First off, Affirmative Action is so much more than that. The number one benefactor of affirmative action across our country has nothing to do with having African descent. White women by far benefit the most from Affirmative Action policies. Secondly, there are many other groups outside of an underrepresented race that get “extra-points”, if you will, in our admissions policy, but again thanks to the black/white line that BAMN has helped to create, these are almost never mentioned.
You get the same amount for having a lower socio-economic class and you get some for living in an underrepresented county in Michigan. The thing that most fail to realize is legacy and provost discretion are subtle yet incredible privileges for those who can receive it. Typically the people who receive these points are not underrepresented minorities and are usually white men. They are people who have traditionally had the opportunity to go to college.
My biggest problem with the rally held on Wednesday came from when I walked across campus and heard one of the high school students ask another, “What is the rally for anyway?” The response was, “I don’t know, but we get to miss class.” My first question was, “How come these students are not in class?” Then I realized how the bussing in of hundreds of black high school students to this rally not only plays right into the stereotype that only people of African descent want affirmative action, but also again shows the racial line that BAMN has decided to draw here on our campus.
Defeat student political apathy: Vote no on Prop. 4
To the Daily:
Now is the time for students to vote!
Students make up the most apathetic sector of the voting population. Many experts agree that this is due in large part to a feeling among students that government doesn’t affect us.
This year (on Nov. 5) government will drastically affect students. This year’s ballot includes a proposal called Proposal 4.

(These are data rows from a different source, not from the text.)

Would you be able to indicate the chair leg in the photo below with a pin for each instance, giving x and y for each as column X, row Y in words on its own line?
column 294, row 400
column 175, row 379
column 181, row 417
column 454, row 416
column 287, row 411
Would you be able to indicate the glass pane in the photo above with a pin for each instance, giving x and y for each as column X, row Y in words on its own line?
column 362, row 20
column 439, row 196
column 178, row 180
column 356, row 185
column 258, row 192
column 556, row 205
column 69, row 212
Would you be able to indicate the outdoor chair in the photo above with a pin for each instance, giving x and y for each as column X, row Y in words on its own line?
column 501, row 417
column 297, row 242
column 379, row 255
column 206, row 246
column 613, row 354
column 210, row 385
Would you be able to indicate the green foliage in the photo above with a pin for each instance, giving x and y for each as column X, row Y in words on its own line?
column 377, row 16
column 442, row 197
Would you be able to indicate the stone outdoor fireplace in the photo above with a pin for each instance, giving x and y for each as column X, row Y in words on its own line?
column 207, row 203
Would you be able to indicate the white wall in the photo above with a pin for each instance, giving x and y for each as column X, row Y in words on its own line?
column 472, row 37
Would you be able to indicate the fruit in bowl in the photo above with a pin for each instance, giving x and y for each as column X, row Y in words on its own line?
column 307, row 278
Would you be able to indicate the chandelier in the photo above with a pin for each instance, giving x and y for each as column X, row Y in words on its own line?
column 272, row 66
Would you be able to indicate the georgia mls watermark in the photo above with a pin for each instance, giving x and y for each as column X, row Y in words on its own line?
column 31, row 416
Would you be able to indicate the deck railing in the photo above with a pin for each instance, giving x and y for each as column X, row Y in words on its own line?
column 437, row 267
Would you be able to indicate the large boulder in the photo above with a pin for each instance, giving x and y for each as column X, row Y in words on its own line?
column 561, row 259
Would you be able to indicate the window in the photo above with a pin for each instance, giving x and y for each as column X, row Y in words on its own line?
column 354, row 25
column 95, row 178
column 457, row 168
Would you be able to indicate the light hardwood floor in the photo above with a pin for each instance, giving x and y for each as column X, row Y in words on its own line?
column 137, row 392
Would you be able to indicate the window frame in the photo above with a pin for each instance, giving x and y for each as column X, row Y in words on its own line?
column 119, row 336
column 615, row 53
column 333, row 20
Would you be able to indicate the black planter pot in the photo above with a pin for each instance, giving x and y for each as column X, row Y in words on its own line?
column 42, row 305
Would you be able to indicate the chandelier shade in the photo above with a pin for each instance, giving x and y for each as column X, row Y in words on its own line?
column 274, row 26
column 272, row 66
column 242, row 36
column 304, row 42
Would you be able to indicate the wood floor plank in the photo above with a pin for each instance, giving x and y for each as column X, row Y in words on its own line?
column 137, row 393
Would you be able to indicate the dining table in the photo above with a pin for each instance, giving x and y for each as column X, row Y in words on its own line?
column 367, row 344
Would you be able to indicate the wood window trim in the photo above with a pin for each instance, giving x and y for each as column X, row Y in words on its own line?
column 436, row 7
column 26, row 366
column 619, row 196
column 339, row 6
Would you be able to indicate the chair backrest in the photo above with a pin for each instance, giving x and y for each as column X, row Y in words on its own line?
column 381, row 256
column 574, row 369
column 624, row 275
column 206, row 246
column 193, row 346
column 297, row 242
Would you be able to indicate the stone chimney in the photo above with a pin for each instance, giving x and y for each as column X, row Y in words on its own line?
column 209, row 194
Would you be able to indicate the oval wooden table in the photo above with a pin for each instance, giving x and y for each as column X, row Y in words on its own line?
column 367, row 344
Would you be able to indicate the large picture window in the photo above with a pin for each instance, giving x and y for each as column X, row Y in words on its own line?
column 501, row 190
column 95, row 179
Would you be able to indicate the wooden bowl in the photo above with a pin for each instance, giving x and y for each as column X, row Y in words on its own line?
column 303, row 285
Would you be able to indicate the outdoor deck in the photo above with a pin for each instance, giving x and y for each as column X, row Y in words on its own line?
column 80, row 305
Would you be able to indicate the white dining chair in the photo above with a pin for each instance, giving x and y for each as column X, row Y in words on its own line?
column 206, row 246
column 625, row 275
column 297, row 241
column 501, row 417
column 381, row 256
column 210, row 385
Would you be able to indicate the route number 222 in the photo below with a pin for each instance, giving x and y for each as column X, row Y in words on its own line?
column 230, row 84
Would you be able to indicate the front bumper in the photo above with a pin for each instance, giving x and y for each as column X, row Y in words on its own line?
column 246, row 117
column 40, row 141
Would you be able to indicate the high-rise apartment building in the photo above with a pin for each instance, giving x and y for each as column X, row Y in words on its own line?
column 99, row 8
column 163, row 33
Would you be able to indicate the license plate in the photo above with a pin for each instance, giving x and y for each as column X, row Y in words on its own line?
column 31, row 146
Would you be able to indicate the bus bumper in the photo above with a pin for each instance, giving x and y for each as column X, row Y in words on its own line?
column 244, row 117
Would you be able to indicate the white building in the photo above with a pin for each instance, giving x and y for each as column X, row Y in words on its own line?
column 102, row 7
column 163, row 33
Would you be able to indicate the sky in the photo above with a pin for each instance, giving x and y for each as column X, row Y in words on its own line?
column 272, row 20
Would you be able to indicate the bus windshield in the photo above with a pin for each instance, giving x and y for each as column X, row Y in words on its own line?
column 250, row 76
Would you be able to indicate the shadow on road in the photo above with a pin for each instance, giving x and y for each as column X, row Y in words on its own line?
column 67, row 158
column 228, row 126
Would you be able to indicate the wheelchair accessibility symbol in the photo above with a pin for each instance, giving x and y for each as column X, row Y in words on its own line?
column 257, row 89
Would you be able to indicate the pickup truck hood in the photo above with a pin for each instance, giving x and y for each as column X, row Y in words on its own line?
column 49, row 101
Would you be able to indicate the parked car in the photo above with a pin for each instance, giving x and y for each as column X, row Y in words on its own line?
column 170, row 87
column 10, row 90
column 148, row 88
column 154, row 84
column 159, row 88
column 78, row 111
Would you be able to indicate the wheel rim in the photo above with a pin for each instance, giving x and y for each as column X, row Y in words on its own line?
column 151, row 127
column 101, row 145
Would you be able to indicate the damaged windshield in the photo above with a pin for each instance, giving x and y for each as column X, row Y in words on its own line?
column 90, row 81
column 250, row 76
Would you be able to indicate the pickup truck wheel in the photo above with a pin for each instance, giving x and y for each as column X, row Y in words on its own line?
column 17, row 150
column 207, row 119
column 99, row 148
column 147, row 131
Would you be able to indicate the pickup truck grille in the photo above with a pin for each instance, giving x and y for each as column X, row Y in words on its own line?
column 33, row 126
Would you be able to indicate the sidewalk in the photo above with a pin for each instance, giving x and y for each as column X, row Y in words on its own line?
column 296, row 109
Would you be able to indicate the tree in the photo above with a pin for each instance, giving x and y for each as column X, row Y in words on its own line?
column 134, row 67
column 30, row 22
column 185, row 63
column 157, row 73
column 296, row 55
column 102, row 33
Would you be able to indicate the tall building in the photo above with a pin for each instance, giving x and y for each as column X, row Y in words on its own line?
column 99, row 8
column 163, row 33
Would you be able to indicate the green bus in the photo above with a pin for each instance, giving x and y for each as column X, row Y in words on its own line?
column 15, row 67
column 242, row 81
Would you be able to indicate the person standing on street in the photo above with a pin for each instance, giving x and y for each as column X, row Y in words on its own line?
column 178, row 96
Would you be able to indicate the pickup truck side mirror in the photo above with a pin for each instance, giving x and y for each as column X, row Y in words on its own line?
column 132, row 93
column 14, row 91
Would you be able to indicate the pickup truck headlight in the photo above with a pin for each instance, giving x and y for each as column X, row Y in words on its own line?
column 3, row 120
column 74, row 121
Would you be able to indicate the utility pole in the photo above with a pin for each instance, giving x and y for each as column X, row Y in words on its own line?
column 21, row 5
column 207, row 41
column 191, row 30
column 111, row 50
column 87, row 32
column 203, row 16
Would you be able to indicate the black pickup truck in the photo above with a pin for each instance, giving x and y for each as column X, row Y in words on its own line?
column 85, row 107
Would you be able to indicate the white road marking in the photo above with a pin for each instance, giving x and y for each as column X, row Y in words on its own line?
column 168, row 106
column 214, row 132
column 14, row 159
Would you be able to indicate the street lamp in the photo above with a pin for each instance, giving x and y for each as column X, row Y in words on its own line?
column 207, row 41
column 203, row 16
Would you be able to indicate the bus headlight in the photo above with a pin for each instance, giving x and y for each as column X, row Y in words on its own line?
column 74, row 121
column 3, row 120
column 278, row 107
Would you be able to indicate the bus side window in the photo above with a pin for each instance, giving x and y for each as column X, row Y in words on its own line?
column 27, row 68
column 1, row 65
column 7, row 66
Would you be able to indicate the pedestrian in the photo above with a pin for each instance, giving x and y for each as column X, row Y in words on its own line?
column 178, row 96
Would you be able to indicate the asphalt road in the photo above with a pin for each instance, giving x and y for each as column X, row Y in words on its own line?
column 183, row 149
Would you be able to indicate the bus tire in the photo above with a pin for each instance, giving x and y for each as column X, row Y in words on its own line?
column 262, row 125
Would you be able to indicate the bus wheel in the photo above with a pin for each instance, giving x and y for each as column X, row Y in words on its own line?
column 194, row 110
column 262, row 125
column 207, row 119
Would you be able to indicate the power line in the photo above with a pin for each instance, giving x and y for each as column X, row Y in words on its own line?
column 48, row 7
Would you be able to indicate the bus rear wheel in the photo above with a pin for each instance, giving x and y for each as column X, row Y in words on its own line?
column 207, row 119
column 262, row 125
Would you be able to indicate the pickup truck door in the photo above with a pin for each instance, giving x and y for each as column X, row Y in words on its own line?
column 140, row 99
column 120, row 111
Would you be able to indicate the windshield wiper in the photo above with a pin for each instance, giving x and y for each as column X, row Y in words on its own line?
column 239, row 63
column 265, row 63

If Proposal 4 passes, the Citizens Research Council reports that universities will need to increase tuition by at least 20 percent. Additionally, approval of Proposal 4 will result in the loss of the Michigan Merit Award Program, which in turn means a loss of more than $100 million in student aid. Proposal 4 will also cause the indirect loss of another $100 million in general financial aid offered directly by the state’s universities.
The bad news is that the polls indicate Proposal 4 will pass if only “likely voters” show up to cast their ballots. “Likely voters” is political code for senior citizens and some middle-aged voters, not students.
If we show up to the polls we will defeat Proposal 4. Vote no on Proposal 4.
Hrant P. Hratchian The author is the Chair of the Association of Michigan Universities and a student at Wayne State.